Govt takes control of polio mobilization staff in KPK

Thursday, July 25, 2013

PESHAWAR, July 22: The provincial government has taken control of the UNICEF-sponsored polio mobilization staff to streamline advocacy programme and create demand for vaccination against polio, according to sources.
Previously the mobilization staffers worked with polio programme of health department but they were managed by UNICEF which had employed them.
“The government has started issuing identity cards to social mobilization officers, who worked under UNICEF until now. They would be treated like regular employees of the health department. The health department will be able to take action against them,” officials said.
A report recently sent by UNICEF to donor agencies says that issuing of cards will boost up security of Com Net staff besides inculcating in them a sense of the programme’s ownership. It says that the staff will come under government and it will have no link with UNICEF.
Sources said that the staff had also been facing security problems in Fata.
UNICEF, which is supporting polio campaign under an agreement with Pakistan and CHIP Training and Consulting, created Communication Network (Com Net) to create demand for oral polio vaccine (OPV) in high risk districts of the country two years ago.
The recruitment of the staffers, who get lucrative salaries, cars with drivers, fuel charges, cellular phones and laptop, had drawn criticism from the district administration and health department. The staff was placed under the provincial and Fata health departments to utilize its services.Prior to the new arrangement, the staff worked under the UNICEF with health department to scale up awareness about vaccination in the province but the latter often complained about its utility due to which it was placed on its disposal.
Khyber Pakhtunkhwa and Fata had taken 200 and 165 communication officers respectively to utilise their services. “Their performance was not up to the mark. The provincial and Fata health authorities objected to their appointments because they wanted roles in the recruitment process,” sources said.
The district health officers (DHOs) were not satisfied with their work because they hadn’t any control over them, sources said. “The number of refusals had soared. The Com Net staff stayed away from duty places due to security reasons. They will now be working with government employees and will face disciplinary action, like other employees, if they fail to work,” officials said.
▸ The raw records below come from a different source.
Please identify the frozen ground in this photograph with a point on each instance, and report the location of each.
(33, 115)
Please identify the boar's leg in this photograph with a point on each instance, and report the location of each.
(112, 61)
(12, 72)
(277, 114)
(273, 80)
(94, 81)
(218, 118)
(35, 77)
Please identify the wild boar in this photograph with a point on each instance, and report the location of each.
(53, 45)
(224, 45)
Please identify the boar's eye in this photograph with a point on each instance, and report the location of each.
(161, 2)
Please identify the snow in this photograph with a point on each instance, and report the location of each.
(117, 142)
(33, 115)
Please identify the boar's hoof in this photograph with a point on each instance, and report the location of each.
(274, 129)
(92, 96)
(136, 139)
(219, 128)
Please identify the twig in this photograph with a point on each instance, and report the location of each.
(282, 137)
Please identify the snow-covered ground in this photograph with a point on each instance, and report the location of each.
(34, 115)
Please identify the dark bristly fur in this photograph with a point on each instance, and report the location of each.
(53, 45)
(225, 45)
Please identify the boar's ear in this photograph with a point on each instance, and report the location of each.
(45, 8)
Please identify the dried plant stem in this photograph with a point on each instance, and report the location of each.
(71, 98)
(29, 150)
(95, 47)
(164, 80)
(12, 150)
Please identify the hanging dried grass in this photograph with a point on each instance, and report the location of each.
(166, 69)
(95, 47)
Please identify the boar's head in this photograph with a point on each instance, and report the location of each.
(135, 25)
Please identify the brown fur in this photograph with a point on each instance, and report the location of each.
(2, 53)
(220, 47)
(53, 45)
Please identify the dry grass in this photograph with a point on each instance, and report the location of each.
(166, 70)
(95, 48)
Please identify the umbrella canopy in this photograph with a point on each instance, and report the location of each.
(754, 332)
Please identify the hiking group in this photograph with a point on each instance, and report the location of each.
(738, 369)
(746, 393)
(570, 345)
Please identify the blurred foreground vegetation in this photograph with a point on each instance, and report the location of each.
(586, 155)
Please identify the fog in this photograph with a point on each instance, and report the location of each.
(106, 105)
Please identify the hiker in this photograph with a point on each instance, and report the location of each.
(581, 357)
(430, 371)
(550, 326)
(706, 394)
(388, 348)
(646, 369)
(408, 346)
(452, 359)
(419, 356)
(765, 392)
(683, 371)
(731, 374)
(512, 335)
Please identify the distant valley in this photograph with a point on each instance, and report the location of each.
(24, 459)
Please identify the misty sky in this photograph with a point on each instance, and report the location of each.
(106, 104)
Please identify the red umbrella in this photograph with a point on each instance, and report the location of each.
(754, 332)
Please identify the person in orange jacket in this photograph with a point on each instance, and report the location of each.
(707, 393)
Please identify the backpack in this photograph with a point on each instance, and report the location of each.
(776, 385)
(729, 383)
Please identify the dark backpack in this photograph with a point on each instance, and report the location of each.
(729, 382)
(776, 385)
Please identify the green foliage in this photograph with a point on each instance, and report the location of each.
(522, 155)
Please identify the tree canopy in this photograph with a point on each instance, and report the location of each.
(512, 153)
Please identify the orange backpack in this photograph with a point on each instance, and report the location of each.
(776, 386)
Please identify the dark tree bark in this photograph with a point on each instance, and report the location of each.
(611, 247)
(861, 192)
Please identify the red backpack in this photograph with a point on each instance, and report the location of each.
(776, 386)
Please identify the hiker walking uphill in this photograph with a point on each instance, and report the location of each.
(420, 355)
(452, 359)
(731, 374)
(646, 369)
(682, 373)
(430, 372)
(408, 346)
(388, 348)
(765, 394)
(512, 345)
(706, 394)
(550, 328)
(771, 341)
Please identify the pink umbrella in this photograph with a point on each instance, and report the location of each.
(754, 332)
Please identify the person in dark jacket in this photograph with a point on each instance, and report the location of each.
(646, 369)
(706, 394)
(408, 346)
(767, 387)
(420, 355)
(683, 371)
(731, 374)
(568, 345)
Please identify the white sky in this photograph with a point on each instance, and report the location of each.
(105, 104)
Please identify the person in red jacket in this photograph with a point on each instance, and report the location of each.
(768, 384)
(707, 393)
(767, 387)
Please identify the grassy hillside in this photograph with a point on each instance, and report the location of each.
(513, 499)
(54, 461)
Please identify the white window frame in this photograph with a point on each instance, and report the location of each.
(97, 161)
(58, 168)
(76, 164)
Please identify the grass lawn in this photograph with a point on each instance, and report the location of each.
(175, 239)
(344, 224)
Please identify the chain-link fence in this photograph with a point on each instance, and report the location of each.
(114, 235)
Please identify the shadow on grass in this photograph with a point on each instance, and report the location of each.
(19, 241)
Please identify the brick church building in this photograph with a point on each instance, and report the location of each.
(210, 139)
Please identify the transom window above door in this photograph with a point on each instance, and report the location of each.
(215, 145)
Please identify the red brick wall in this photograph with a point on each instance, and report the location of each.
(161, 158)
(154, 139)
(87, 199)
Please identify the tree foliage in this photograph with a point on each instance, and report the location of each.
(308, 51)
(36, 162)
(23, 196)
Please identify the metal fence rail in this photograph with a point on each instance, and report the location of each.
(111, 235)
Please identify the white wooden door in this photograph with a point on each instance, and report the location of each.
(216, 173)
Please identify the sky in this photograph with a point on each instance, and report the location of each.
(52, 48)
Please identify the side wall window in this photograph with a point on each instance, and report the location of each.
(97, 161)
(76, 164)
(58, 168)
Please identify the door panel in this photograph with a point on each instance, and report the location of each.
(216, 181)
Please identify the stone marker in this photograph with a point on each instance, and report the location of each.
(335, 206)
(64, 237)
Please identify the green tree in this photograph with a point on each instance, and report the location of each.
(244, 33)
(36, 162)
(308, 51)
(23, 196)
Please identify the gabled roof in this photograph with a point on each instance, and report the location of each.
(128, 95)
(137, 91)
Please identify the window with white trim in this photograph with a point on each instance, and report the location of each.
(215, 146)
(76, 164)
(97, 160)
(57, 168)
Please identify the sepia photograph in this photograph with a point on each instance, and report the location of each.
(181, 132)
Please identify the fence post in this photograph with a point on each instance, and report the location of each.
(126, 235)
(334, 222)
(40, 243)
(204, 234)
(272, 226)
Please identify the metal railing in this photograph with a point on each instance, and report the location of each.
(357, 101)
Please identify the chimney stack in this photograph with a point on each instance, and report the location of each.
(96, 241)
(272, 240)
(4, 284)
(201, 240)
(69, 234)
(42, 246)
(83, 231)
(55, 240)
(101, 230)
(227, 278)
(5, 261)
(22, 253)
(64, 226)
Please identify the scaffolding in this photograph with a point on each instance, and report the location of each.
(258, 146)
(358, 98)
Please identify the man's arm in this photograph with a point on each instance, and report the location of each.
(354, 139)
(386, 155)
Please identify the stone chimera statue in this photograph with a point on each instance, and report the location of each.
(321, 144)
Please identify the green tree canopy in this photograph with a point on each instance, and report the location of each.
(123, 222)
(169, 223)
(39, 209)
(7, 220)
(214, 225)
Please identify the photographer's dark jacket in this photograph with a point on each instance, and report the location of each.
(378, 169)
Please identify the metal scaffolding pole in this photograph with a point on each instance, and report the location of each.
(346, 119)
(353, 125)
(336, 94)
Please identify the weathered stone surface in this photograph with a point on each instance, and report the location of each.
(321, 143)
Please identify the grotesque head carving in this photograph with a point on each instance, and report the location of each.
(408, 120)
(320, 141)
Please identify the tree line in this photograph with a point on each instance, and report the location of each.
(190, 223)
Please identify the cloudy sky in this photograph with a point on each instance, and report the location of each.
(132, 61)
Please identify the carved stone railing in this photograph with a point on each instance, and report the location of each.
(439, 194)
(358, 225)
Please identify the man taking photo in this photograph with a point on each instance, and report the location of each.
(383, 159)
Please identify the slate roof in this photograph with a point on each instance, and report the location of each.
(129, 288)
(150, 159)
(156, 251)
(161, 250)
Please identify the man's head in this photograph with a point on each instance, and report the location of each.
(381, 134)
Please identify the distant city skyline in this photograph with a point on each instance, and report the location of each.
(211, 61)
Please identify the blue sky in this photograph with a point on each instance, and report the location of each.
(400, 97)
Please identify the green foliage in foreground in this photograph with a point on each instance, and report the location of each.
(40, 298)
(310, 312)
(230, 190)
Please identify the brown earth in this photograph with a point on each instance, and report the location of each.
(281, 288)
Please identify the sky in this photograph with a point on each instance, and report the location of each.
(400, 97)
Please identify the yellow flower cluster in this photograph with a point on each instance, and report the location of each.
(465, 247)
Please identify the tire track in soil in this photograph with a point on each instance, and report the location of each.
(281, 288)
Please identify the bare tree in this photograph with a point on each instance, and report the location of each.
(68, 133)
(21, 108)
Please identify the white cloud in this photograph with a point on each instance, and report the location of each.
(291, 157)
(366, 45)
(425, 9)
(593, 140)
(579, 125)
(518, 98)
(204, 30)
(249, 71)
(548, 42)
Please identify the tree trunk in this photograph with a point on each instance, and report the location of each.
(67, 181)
They would get salaries from UNICEF but would work under the government, they said. “We have cut down refusals which had gone from 22,000 in 2012 to 35,000 in 2013 due to lack of mobilization activities,” they added.
Officials said that the move was aimed at managing mobilization activities more effectively. “Our staff worked in high-risk union councils of Peshawar, Charsadda, Mardan, Nowshera and Lakki Marwat. Besides the existing number, 100 are being appointed to deploy them where needed,” a relevant official said.
Fata has recorded 12 polio cases, followed by Khyber Pakhtunkhwa with five cases of the total 21 countrywide in 2013. Due to existence of virus, the World Health Organisations had been calling for effective immunisation to cover all children.
Dr Jan Baz Afridi, head of provincial immunisation programme, told Dawn that the decision had been made on the demand of the health department.
The Com Net staff would now work in provincial communication technical committee recently formed to apply brakes on refusals against polio vaccine, he said. “We will be employing localized strategies to improve immunisation and prevent childhood diseases,” he said.
He said that it would improve coordination and they would be able to run immunisation campaigns efficiently. “We are in polio eradication phase and we need to have good quality campaigns because vaccination of all children till five years is the only solution to achieve polio-free status,” Dr Afridi said.